BACKGROUND: Duchenne muscular dystrophy (DMD) is a fatal muscle wasting disorder caused by mutations in the dystrophin gene. DMD has a complex and as yet incompletely defined molecular pathophysiology hindering development of effective ameliorative approaches. Transcriptomic studies so far conducted on dystrophic cells and tissues suffer from non-specific changes and background noise due to heterogeneous comparisons and secondary pathologies. A study design in which a perfectly matched control cell population is used as reference for transcriptomic studies will give a much more specific insight into the effects of dystrophin deficiency and DMD pathophysiology. RESULTS: Using RNA interference (RNAi) to knock down dystrophin in myotubes from C57BL10 mice, we created a homogenous model to study the transcriptome of dystrophin-deficient myotubes. We noted significant differences in the global gene expression pattern between these myotubes and their matched control cultures. In particular, categorical analyses of the dysregulated genes demonstrated significant enrichment of molecules associated with the components of muscle cell contractile unit, ion channels, metabolic pathways and kinases. Additionally, some of the dysregulated genes could potentially explain conditions and endophenotypes associated with dystrophin deficiency, such as dysregulation of calcium homeostasis (Pvalb and Casq1), or cardiomyopathy (Obscurin, Tcap). In addition to be validated by qPCR, our data gains another level of validity by affirmatively reproducing several independent studies conducted previously at genes and/or protein levels in vivo and in vitro. CONCLUSION: Our results suggest that in striated muscles, dystrophin is involved in orchestrating proper development and organization of myofibers as contractile units, depicting a novel pathophysiology for DMD where the absence of dystrophin results in maldeveloped myofibers prone to physical stress and damage. Therefore, it becomes apparent that any gene therapy approaches for DMD should target early stages in muscle development to attain a maximum clinical benefit. With a clear and specific definition of the transcriptome of dystrophin deficiency, manipulation of identified dysregulated molecules downstream of dystrophin may lead to novel ameliorative approaches for DMD.

RNAi-mediated knockdown of dystrophin expression in adult mice does not lead to overt muscular dystrophy pathology.

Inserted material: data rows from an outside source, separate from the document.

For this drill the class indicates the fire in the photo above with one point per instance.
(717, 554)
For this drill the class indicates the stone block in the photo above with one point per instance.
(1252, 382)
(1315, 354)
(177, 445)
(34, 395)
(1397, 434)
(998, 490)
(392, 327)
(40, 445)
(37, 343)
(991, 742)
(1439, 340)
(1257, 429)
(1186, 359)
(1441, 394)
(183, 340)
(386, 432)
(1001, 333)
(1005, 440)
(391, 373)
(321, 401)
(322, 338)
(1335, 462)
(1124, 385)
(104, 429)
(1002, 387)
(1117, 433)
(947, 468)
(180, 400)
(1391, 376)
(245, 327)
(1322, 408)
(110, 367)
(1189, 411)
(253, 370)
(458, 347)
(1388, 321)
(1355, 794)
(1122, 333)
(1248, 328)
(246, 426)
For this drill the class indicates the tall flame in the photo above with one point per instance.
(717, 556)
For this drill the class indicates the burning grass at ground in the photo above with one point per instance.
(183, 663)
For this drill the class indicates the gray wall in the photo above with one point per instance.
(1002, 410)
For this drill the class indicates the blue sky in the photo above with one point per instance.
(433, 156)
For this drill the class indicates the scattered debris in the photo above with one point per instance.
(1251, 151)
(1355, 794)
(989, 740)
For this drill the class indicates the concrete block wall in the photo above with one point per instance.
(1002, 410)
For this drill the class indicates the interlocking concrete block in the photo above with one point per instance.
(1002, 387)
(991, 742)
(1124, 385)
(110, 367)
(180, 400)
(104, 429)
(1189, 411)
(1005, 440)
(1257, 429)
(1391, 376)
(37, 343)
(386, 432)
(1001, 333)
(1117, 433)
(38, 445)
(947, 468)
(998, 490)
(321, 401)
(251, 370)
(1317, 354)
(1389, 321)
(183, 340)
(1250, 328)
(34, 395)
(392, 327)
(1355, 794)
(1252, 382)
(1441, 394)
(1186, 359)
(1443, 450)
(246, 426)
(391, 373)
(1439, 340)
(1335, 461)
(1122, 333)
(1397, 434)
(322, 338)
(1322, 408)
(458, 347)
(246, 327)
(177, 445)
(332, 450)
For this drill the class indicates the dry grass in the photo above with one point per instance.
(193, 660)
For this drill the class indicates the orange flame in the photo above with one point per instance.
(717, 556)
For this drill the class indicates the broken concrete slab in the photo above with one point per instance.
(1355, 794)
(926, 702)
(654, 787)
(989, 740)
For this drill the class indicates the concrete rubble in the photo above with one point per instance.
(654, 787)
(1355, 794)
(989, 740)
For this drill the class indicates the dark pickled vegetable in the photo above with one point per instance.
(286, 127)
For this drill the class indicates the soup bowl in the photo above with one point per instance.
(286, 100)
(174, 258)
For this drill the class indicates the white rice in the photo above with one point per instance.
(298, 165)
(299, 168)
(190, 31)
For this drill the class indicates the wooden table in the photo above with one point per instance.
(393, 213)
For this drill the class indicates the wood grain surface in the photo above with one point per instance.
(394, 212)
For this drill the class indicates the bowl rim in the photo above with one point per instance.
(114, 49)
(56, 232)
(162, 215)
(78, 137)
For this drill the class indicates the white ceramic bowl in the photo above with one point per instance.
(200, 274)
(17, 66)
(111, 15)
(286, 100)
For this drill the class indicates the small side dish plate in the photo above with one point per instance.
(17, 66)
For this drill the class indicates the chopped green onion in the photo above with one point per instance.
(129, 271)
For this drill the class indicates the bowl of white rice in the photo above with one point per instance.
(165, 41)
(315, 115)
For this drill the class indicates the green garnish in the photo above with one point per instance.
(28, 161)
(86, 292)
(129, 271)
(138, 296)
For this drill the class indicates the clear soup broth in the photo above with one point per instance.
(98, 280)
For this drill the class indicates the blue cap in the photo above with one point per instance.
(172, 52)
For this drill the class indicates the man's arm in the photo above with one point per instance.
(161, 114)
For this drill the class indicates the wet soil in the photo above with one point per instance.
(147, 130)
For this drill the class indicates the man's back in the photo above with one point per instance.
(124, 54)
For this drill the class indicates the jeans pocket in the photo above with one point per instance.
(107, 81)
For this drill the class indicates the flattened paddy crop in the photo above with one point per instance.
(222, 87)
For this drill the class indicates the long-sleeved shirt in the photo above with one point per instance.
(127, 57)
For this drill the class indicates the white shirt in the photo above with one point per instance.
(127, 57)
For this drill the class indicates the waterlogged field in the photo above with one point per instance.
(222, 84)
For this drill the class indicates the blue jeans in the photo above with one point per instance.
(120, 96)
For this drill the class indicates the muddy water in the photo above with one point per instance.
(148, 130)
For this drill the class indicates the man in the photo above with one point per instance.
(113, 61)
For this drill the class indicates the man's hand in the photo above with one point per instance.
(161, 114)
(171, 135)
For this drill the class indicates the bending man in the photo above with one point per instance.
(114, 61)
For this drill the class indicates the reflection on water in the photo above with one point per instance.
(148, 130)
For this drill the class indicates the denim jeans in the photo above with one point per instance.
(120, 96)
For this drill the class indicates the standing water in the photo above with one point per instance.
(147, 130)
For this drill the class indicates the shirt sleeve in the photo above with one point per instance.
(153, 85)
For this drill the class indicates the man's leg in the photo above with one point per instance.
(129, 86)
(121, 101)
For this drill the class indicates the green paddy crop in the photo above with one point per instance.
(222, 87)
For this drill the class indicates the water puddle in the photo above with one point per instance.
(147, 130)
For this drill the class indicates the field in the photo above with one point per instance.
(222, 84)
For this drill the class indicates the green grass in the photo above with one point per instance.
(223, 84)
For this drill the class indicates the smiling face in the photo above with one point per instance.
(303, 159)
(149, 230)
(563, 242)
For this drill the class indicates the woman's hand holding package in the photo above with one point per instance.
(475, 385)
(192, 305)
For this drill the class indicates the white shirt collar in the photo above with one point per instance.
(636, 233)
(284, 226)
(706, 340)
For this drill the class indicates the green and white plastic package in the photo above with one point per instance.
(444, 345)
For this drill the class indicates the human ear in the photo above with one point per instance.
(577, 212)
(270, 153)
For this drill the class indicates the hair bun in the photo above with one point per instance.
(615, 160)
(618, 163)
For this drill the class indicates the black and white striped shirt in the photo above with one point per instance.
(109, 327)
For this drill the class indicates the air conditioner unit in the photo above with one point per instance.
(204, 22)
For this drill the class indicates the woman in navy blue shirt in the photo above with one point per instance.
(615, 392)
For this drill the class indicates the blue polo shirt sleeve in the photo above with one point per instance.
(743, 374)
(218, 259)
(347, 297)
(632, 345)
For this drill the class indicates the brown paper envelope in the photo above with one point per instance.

Duchenne muscular dystrophy (DMD) is a fatal muscle wasting disorder caused by mutations in the dystrophin gene. DMD has a complex and as yet incompletely defined molecular pathophysiology. The peak of the pathology attributed to dystrophin deficiency happens between 3 and 8 weeks of age in mdx mice, the animal model of DMD. Accordingly, we hypothesized that the pathology observed with dystrophin deficiency may be developmentally regulated. Initially, we demonstrated that profound small interfering RNA-mediated dystrophin knockdown could be achieved in mouse primary muscle cultures. The use of adeno-associated virus vectors to express short-hairpin RNAs targeting dystrophin in skeletal muscle in vivo yielded a potent and specific dystrophin knockdown, but only after approximately 5 months, indicating the very long half-life of dystrophin. Interestingly, and in contrast to what is observed in congenital dystrophin deficiency, long-term ( approximately 1 year) dystrophin knockdown in adult mice did not result, per se, in overt dystrophic pathology or upregulation of utrophin. This supports our hypothesis and suggests new pathophysiology of the disease. Furthermore, taking into account the rather long half-life of dystrophin, and the notion that the development of pathology is age-dependent, it indicates that a single gene therapy approach before the onset of pathology might convey a long-term cure for DMD.